NAIROBI (Reuters) – Kenya’s Eliud Kipchoge, the Olympic marathon champion and world record holder, said he was looking forward to a beautiful race on Sunday in Enschede, the Netherlands, a run he sees as crucial preparation for this year’s Tokyo Olympics.
The race was originally scheduled to take place on April 11 in Hamburg but was postponed over COVID-19 restrictions, forcing the organisers to look for an alternative location.
It will be Kipchoge’s first outing since his surprise loss at the London marathon in October when he was eighth, more than five minutes slower than his world record of 2:01:39 and over a minute adrift of Ethiopian winner Shura Kitata.
“My goal is the same – to run a good race and a beautiful race,” he told reporters in a virtual news conference on Friday. “All of us will enjoy, we will test ourselves, the shape we will have on Sunday, but above is the beauty of the race.”
The event, closed to the public, will feature more than 50 elite athletes from at least 20 countries, said the organisers.
Among those competing on Sunday against Kipchoge will be 2012 Olympic marathon champion Stephen Kiprotich of Uganda.
“Winning is important, specific time is important but I can’t say I want to aim for this time, I really want to run a beautiful race,” Kipchoge said.
Kipchoge also said it had been hard to cope with the restrictions on training resulting from the pandemic.
“COVID has destroyed everything, it has destabilised our training, our lives.

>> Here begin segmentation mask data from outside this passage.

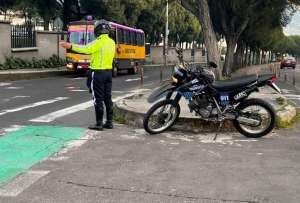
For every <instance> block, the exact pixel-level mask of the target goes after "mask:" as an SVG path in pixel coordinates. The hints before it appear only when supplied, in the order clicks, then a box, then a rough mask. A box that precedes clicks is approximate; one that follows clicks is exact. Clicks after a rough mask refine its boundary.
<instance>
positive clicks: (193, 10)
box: [178, 0, 199, 16]
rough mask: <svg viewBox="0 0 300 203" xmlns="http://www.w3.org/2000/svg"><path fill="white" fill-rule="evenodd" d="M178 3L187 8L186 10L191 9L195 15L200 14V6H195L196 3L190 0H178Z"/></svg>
mask: <svg viewBox="0 0 300 203" xmlns="http://www.w3.org/2000/svg"><path fill="white" fill-rule="evenodd" d="M178 3H179V4H180V5H181V6H182V7H183V8H185V9H186V10H188V11H190V12H191V13H192V14H193V15H195V16H198V10H199V9H198V8H197V6H195V3H192V2H188V0H178Z"/></svg>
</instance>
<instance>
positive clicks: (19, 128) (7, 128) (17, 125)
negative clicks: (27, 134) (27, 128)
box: [0, 125, 23, 136]
mask: <svg viewBox="0 0 300 203" xmlns="http://www.w3.org/2000/svg"><path fill="white" fill-rule="evenodd" d="M22 127H23V126H21V125H12V126H10V127H9V128H4V129H1V130H0V136H3V135H5V134H6V133H8V132H14V131H17V130H19V129H20V128H22Z"/></svg>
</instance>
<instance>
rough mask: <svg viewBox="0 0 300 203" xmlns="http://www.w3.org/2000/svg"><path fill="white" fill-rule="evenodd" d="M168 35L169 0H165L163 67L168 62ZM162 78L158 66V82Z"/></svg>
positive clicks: (168, 22)
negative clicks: (165, 1) (164, 31)
mask: <svg viewBox="0 0 300 203" xmlns="http://www.w3.org/2000/svg"><path fill="white" fill-rule="evenodd" d="M168 36H169V1H168V0H167V6H166V30H165V39H164V46H165V47H164V50H165V55H164V68H165V69H167V63H168ZM162 80H163V69H162V67H161V68H160V82H162Z"/></svg>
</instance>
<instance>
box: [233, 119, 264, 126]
mask: <svg viewBox="0 0 300 203" xmlns="http://www.w3.org/2000/svg"><path fill="white" fill-rule="evenodd" d="M236 120H237V121H238V122H239V123H240V124H242V125H247V126H251V127H257V126H259V125H260V124H261V122H260V121H258V120H255V119H252V118H246V117H243V116H239V117H237V119H236Z"/></svg>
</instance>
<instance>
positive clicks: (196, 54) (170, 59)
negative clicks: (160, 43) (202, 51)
mask: <svg viewBox="0 0 300 203" xmlns="http://www.w3.org/2000/svg"><path fill="white" fill-rule="evenodd" d="M191 51H192V50H191V49H186V50H183V58H184V60H186V61H195V62H200V63H204V62H206V55H205V56H202V49H195V56H194V57H192V56H191ZM150 60H151V62H152V63H154V64H162V63H164V55H163V47H161V46H158V47H153V46H152V47H151V52H150ZM177 61H178V59H177V53H176V50H175V48H169V51H168V63H176V62H177Z"/></svg>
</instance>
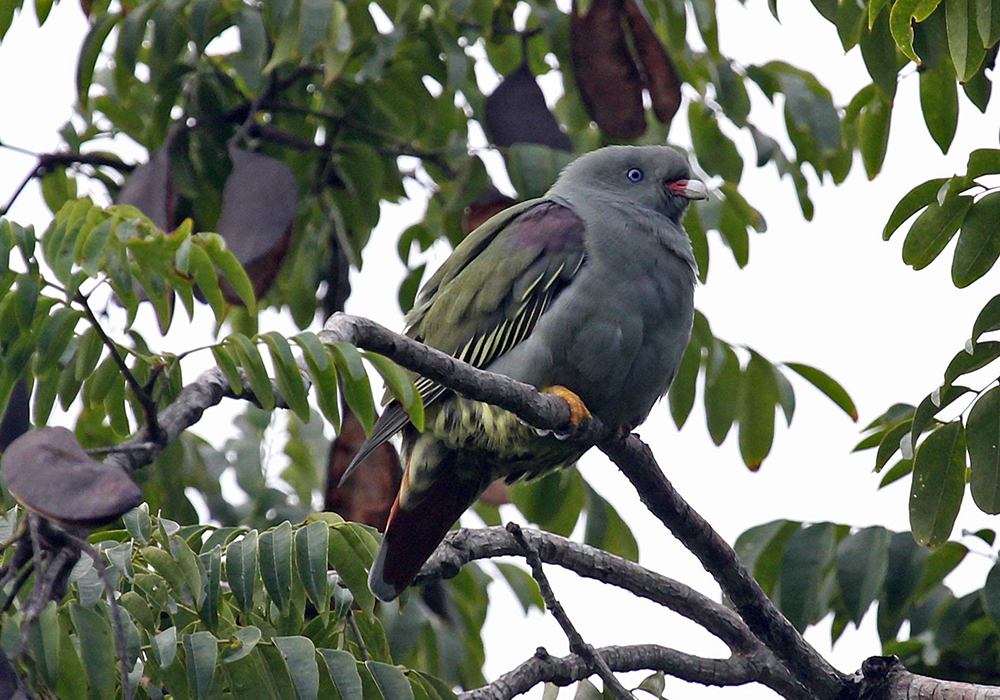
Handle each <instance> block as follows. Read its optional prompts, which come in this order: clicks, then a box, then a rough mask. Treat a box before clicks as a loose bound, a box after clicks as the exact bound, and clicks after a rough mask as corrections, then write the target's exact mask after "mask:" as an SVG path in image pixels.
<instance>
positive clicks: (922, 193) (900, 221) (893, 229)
mask: <svg viewBox="0 0 1000 700" xmlns="http://www.w3.org/2000/svg"><path fill="white" fill-rule="evenodd" d="M945 182H947V178H943V177H939V178H936V179H934V180H928V181H927V182H923V183H921V184H919V185H917V186H916V187H914V188H913V189H912V190H910V191H909V192H907V193H906V194H905V195H904V196H903V198H902V199H901V200H899V203H898V204H896V207H895V208H894V209H893V210H892V214H890V215H889V221H887V222H886V224H885V227H884V228H883V229H882V240H885V241H887V240H889V237H890V236H892V234H893V233H895V231H896V229H898V228H899V227H900V226H901V225H902V224H903V222H904V221H906V220H907V219H909V218H910V217H911V216H913V215H914V214H916V213H917V212H918V211H920V210H921V209H923V208H924V207H926V206H927V205H928V204H931V203H933V202H934V201H935V199H936V197H937V193H938V192H939V191H940V190H941V186H942V185H944V183H945Z"/></svg>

Now we train with the small groups and we are competing without the fans,” he said.
“I have been in the sport for the last 17 years and trained with a crew and imagine one day you are being told to train alone,” Kipchoge added. “But all in all, we have overcome, we are nearly overcoming.”
Considered one of the sport’s greatest marathoners, the 36-year-old suffered his first defeat since 2013 in London.
Kipchoge, who up until the London marathon had won 10 straight races, said he had suffered from a blocked ear that affected his breathing and cramp in his hip.
While he told reporters he did not change any part of his training regime after the London race, the experience taught him how to run without fans, who have been forced to stay home from sports competitions due to the pandemic.
“I still continue with my training, I have the same coach, same management, same thinking and that’s why I am here again,” he said.
“We started to run without fans in London and this is the second leg of running without fans and that’s one way to learn and actually absorb and accept that we should move on because life cannot stop anymore.”
Overseas fans have already been barred from attending the Tokyo Games and organisers plan to decide this month on the maximum number of local fans permitted in venues.
The race in Enschede on Sunday, taking place at Twente airport, is crucial preparation for the Olympics marathon in August, said Kipchoge, the first man to run the distance in under two hours in an unofficial race.
Kipchoge will also for the first time use a biosensor to monitor his glucose levels during the race, a tool that he said will help him know when he can “fuel”.
“It’s good actually this race was organised, to help me and the rest of the people who will be qualifying for Tokyo,” he said.